You may set various parameters inside bz2aespipe. You may also call bz2aespipe with various command-line-parameters to choose the encryption-algorithm, hash-function etc. . For a start I have chosen to call bz2aespipe without command-line-options.
Reconfigure and recompile AMANDA (yes, I'm sorry ...):
As described in How to use a wrapper you have to run configure again with the option --with-gnutar=/usr/local/libexec/amgtar, after that recompile and reinstall AMANDA. These steps are described in the mentioned document.
Plans
There are several wishes:
- Ability to switch encryption inside a dumptype. This HOWTO describes a method that enables/disables encryption for the whole installation. You might remove the amgtar-wrapper and simply link to plain GNU-tar again to disable encryption, but be aware that you also disable decryption with this step. You will hit problems when you then try to restore encrypted tapes.

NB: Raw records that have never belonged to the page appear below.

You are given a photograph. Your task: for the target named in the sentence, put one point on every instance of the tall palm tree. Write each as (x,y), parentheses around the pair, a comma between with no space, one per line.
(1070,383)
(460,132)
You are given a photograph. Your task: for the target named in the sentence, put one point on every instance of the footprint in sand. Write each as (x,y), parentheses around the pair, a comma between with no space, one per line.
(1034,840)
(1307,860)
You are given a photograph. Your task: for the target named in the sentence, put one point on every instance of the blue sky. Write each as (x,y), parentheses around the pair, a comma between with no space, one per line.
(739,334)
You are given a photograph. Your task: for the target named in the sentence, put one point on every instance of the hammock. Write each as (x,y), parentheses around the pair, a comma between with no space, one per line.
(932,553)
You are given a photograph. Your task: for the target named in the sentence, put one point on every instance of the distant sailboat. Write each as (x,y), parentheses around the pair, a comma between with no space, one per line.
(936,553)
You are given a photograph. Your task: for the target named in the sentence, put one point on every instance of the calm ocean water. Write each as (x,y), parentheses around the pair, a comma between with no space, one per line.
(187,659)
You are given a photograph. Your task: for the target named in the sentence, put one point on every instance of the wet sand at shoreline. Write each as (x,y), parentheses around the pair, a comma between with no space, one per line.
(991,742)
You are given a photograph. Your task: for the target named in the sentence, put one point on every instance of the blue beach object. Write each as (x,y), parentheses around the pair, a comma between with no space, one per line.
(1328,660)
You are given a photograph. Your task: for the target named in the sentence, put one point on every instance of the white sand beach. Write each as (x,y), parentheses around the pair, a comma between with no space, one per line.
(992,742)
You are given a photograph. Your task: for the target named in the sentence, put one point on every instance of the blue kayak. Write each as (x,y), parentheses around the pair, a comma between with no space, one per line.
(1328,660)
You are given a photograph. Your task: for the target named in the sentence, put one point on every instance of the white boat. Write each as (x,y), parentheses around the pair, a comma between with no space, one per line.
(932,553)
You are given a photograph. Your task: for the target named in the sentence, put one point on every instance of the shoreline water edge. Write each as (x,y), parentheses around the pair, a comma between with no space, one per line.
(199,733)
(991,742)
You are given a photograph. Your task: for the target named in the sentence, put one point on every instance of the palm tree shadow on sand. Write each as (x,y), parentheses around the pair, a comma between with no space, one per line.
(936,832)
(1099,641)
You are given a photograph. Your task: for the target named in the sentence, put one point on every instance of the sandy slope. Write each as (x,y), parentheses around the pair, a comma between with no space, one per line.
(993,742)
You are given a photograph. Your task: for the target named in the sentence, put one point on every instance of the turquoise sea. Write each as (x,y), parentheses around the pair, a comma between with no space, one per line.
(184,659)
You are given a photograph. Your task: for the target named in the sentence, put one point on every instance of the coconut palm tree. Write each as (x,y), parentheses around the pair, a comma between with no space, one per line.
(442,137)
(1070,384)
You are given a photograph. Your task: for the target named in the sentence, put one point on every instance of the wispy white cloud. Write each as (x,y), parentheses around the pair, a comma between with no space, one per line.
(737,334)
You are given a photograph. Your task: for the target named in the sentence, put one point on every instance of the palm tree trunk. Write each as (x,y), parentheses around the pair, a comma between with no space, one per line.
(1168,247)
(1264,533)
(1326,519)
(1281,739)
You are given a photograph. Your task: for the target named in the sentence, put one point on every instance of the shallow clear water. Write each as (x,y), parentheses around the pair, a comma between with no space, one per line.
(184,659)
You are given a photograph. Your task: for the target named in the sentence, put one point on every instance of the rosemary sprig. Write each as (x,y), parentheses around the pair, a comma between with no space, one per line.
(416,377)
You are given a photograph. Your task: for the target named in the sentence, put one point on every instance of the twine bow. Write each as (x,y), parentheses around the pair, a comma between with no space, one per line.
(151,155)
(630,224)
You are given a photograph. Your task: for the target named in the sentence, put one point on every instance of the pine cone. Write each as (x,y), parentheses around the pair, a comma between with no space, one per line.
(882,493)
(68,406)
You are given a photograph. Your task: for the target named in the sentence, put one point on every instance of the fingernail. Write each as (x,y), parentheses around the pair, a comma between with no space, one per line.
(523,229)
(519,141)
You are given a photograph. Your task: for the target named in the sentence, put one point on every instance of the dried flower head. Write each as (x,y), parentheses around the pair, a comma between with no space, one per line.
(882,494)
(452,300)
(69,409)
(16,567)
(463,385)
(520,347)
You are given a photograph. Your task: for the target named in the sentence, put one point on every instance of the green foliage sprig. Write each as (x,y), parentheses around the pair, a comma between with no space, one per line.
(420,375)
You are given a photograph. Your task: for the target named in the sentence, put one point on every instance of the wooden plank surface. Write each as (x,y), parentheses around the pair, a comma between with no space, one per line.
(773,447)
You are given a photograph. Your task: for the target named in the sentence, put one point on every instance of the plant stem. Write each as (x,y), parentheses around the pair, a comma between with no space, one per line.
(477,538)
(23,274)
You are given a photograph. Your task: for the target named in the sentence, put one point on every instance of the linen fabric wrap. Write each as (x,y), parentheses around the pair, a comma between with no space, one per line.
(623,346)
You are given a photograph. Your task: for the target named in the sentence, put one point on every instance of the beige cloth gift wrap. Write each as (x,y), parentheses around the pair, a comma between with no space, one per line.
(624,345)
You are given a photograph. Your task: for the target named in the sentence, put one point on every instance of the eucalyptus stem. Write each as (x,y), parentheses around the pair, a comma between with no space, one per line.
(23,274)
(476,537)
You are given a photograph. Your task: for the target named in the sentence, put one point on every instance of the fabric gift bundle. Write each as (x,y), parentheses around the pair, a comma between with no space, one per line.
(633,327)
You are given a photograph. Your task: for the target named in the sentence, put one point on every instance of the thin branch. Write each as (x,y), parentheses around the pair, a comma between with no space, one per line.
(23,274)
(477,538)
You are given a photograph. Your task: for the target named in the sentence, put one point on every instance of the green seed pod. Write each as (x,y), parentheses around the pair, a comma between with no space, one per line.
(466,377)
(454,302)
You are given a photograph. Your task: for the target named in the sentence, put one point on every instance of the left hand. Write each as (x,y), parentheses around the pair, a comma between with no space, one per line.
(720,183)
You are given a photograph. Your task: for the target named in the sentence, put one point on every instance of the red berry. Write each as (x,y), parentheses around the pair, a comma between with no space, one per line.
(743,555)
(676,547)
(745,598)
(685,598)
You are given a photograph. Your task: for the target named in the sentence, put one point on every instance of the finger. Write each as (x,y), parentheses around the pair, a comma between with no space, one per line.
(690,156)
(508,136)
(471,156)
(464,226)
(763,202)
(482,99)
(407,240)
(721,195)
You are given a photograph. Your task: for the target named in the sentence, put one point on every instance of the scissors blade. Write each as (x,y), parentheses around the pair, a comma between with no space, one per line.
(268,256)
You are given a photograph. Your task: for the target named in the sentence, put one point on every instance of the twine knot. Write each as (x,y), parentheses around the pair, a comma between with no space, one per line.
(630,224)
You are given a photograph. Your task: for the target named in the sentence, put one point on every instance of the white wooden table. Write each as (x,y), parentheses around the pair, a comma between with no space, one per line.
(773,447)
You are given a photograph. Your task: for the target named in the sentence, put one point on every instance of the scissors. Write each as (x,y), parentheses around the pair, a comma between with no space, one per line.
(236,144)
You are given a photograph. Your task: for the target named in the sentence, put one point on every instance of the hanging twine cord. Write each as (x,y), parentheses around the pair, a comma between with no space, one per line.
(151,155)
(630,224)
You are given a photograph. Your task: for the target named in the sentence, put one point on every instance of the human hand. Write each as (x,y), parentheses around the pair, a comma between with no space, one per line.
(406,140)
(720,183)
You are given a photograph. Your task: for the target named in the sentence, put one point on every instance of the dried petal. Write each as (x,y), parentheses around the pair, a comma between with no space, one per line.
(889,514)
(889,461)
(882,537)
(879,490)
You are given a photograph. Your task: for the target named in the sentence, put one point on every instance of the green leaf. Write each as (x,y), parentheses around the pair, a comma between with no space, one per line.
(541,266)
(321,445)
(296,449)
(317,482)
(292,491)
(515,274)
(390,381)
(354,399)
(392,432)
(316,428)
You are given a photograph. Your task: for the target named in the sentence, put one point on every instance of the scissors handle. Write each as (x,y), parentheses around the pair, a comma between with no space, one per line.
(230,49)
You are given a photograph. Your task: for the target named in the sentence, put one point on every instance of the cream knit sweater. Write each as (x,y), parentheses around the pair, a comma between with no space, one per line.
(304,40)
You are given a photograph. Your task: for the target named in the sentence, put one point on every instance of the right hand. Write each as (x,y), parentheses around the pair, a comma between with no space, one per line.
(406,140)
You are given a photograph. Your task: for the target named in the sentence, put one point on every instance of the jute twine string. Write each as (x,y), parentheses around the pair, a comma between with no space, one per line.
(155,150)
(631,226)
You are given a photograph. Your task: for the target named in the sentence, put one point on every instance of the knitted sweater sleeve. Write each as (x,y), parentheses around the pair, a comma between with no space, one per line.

- Ability to switch encryption-parameters inside a dumptype. Choice of algorithm, hash-functions etc. I don't know if it makes sense to put it into a dumptype or if it would be enough to configure it once inside amaespipe (I assume the latter).
- All this leads to the need to code this into AMANDA itself: new dumptype-options and corresponding calls to GNU-tar etc. inside client-src/sendbackup-gnutar.c.